Plante’s introduction to his proposed budget includes a chart comparing municipal full-time staffing levels per capita among Windham, Auburn, Augusta, Brunswick, Biddeford, Saco, Sanford, Scarborough, South Portland and York. According to the chart, Windham has the lowest per capita staffing levels of the 10 selected towns, with 5.1 town staff per 1,000 residents. York has the second lowest at 6.6, while South Portland has the highest, with 9.9.

Plante’s proposed budget includes only one item from the preliminary budget – the restoration of a code enforcement officer position. Plante said he selected this item since the number of permits issued annually is around 2010 levels, while staffing in the code enforcement department is at 60 percent of 2010 levels.

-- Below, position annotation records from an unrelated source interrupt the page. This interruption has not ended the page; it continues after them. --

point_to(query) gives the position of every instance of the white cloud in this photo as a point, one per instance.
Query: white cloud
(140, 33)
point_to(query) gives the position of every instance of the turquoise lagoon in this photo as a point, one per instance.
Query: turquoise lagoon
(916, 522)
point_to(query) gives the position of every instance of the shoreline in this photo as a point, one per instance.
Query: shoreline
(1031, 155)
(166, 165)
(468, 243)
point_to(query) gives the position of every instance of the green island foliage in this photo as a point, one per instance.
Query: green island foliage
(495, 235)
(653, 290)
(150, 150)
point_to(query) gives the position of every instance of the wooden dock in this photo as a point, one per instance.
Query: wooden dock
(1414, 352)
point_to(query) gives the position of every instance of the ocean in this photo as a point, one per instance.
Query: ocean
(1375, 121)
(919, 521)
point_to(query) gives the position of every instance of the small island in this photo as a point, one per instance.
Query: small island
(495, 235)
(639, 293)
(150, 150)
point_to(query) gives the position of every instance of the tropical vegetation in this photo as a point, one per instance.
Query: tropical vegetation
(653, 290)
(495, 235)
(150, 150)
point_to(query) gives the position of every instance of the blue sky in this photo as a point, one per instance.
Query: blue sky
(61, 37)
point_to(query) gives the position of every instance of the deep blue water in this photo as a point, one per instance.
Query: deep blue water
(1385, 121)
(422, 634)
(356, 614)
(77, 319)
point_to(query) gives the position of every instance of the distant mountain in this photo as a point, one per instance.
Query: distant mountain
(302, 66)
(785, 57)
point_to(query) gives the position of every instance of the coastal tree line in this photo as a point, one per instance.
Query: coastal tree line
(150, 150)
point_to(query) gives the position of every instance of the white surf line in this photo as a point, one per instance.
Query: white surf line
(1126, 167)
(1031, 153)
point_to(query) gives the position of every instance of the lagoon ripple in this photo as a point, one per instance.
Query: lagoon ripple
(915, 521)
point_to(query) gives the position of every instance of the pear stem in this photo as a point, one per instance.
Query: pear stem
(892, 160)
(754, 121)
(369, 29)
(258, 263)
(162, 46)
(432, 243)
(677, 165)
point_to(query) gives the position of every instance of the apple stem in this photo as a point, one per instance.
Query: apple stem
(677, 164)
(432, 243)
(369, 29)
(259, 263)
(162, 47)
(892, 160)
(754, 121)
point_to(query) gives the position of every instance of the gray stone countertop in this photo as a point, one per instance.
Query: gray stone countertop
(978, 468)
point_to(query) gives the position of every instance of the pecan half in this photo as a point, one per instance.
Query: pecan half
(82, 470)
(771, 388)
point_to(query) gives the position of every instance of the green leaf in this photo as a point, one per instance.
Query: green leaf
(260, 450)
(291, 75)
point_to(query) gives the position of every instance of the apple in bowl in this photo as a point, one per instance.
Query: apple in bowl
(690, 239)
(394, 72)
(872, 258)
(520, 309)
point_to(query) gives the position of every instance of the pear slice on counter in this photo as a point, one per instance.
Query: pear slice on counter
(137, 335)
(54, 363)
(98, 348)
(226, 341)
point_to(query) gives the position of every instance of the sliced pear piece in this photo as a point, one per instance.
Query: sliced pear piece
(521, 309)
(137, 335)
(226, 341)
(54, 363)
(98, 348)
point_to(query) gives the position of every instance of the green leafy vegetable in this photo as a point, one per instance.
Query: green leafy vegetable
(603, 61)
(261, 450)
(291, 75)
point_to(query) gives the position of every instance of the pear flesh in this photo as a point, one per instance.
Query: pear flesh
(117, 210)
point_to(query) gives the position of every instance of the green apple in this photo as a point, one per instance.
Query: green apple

“The manager’s proposed budget seeks to balance the challenge presented by the loss of revenue sharing and other financial stresses with the mission-based needs identified by department heads and the need for capital investment in equipment, roads, other infrastructure and facilities,” Plante said.

Nadeau, who as of Tuesday night said he had not examined the specifics of the manager’s proposed budget, said he was satisfied with Plante’s overall approach.

“We’re in the process of setting up a strategic plan, everybody having the same mission, knowing what you’re doing in that mission and what level you’re carrying it out to,” Nadeau said. “Some of the department heads are saying, ‘I can’t meet that mission goal, I’m only at this level.’ What this does for the first time, is all that stuff won’t fall off the table. You can start looking at it, and saying we’ll do this this year. Next year we can do ‘x.’ The year after that we can do something else. You can start putting a strategy together on how to move this forward.”